What lessons emerge for policymakers?
Policymakers need to think not only about how to propose a good initial match of students and schools, but also about how to deal with off-platform options and the timing of decisions. Our analysis provides evidence that multi-round admission mechanisms are an effective way to reduce the inefficiencies caused by off-platform options.
To avoid unintentionally widening inequalities, multi-round mechanisms should be paired with measures that lower waiting costs and reduce the burden of late offers. For example, by shortening the time between rounds and expanding access to affordable housing for students who decide on their program later.
Beyond educational settings, our research may offer insights into how to improve other allocation mechanisms that involve similar tradeoffs between waiting times and match quality, such as the waitlists used to assign public housing, access to healthcare, or deceased donor kidneys.

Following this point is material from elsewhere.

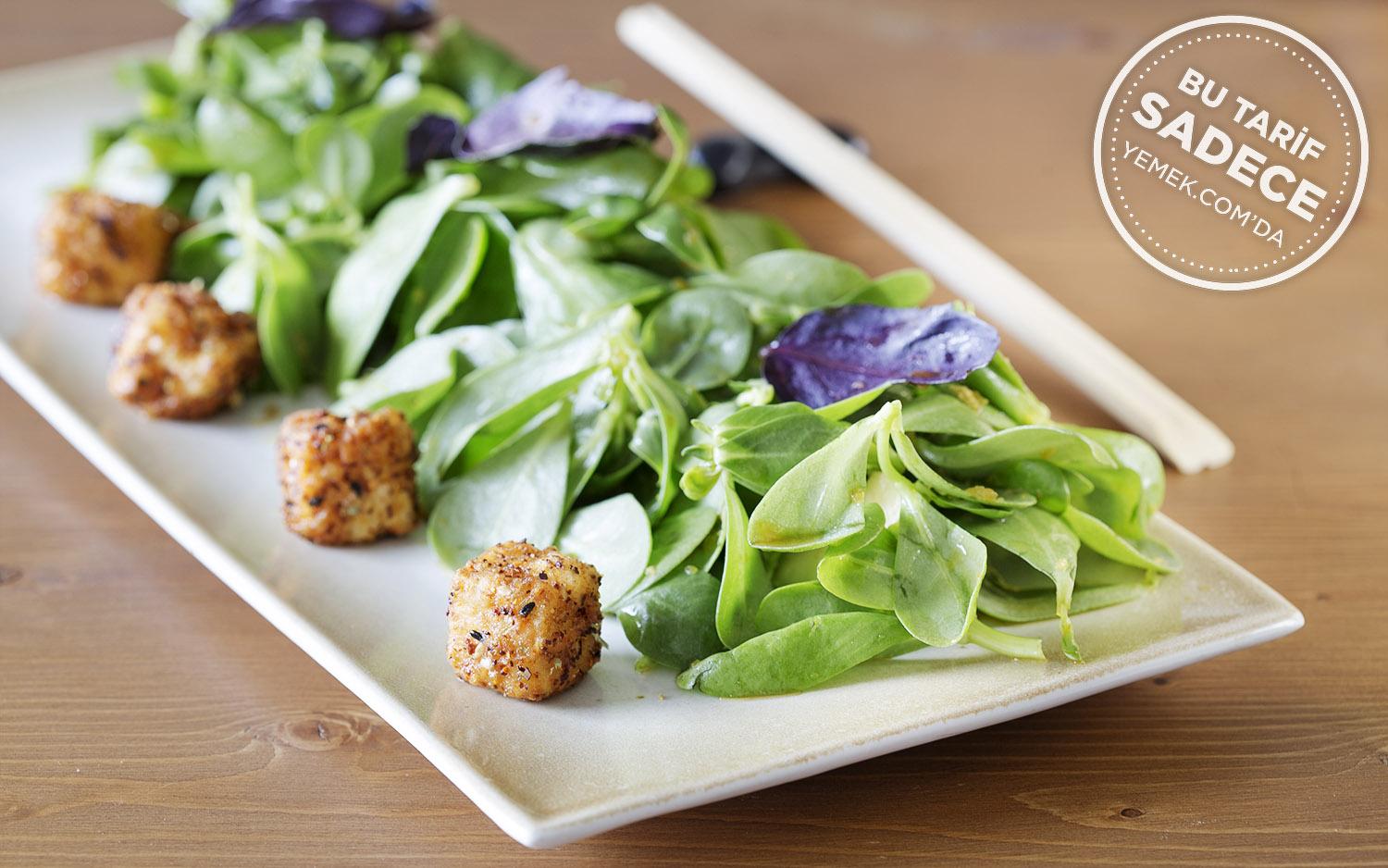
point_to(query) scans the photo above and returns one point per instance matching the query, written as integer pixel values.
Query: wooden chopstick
(1008, 297)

Mechanism design is not just a technical exercise. It impacts how people experience opportunity. Even small design tweaks can have large social returns. When admission systems are clear and predictable, they reduce stress, improve fairness, and help students make better decisions.
KEY TAKEAWAYS
• Market congestion – Even well-designed national admission systems suffer from bottlenecks when many applicants wait for off-platform offers.
• Sequential admissions work best – France’s three-round system generated more matches than a single-round alternative, raising graduation rates and overall welfare.
• Inequalities persist – Large waiting costs prevent many students, especially those from poorer backgrounds, from holding out for better offers.